The edu-sharing technology is the outcome of several years of research and development activities in the "CampusContent" project carried out at FernUniversität in Hagen. The project received a major grant from the DFG from 2004 to 2009. CampusContent was initiated and directed by Bernd Krämer and inspired by an earlier EC-funded project, EuropeMMM, he was involved in from 1996 to 1999. EuropeMMM demonstrated for the first time the joint development of multimedia materials among authors, publishers, and educators, and their customised supply to users through a shared content repository. CampusContent extended this idea to the development of a competence center for the production, collection, quality assurance, distribution and re-use of modular multimedia content and codified educational know-how. CampusContent targeted academic education and promoted the idea of open educational resources and open source.

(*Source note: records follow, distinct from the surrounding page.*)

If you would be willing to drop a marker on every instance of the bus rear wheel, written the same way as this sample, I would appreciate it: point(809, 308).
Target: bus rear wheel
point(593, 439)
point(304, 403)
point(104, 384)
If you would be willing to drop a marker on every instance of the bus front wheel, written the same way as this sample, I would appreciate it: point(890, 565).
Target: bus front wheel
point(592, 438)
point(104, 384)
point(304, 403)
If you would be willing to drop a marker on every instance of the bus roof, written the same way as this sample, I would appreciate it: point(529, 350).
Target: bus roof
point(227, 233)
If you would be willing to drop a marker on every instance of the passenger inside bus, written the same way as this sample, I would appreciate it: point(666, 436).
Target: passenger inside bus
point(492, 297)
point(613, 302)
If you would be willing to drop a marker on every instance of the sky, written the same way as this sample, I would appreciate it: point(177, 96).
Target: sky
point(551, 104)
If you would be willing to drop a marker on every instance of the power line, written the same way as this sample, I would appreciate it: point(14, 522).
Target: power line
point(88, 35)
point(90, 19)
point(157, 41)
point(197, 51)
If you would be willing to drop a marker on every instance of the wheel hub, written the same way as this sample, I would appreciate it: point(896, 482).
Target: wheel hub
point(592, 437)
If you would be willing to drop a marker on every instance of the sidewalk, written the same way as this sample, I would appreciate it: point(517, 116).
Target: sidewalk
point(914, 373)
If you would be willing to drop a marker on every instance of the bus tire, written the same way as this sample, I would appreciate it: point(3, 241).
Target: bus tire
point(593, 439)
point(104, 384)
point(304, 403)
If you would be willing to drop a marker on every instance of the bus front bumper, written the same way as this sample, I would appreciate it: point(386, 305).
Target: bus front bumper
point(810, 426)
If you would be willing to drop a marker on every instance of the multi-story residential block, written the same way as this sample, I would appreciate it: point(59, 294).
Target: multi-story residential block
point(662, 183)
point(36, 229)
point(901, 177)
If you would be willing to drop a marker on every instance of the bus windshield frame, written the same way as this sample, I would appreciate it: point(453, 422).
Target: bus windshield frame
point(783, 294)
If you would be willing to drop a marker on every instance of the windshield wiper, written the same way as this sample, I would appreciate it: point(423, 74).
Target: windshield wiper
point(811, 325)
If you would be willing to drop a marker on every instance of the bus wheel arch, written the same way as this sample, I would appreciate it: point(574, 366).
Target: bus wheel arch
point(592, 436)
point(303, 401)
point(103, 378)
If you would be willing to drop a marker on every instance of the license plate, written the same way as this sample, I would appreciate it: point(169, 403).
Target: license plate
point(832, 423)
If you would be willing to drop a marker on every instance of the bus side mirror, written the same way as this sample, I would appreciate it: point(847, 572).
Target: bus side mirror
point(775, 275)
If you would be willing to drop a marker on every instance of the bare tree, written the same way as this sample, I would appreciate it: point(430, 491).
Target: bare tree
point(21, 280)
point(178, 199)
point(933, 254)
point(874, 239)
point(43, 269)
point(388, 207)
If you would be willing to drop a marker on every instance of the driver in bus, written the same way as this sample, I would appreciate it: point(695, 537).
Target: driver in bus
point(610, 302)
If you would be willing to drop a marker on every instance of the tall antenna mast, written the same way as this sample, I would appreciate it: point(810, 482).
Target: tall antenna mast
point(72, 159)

Early during the funding period of CampusContent, schools raised an increasing need for content-sharing technology. To emphasize the widening of the technology's target population, the founders of the association edu-sharing.net decided to promote the technology under the new name edu-sharing. Its further development through edu-sharing therefore initially addressed the needs for applications in schools, which contributed to a considerable spread throughout Germany and neighboring countries.

== Technology ==
The edu-sharing repository is based on the Alfresco document management system. The GUI uses Angular JS. The rendering service uses PHP.

== Literature ==
- Michael Klebl, Bernd J. Krämer, Annett Zobel: From content to practice: Sharing educational practice in edu-sharing. British Journal of Educational Technology, 41(2010), Nr. 6, S. 936-951 ().
- Bernd J. Krämer, Michael Klebl, Annett Zobel: Sharing Educational Knowledge and Best Practices in Edu-sharing. In: Second International Conference on Mobile, Hybrid, and On-line Learning, Saint Maarten, The Netherlands, Antilles, 2010, ISBN 978-0-7695-3955-3, S. 53–59 ().
- Bernd J. Krämer, Michael Klebl, Annett Zobel: edu-sharing – das Portal zur Vernetzung von Anbietern und Nutzern digitaler Lernressourcen. Waxmann Verlag GmbH, Münster 2010, ISBN 978-3-8309-2326-8, S. 20–36 ().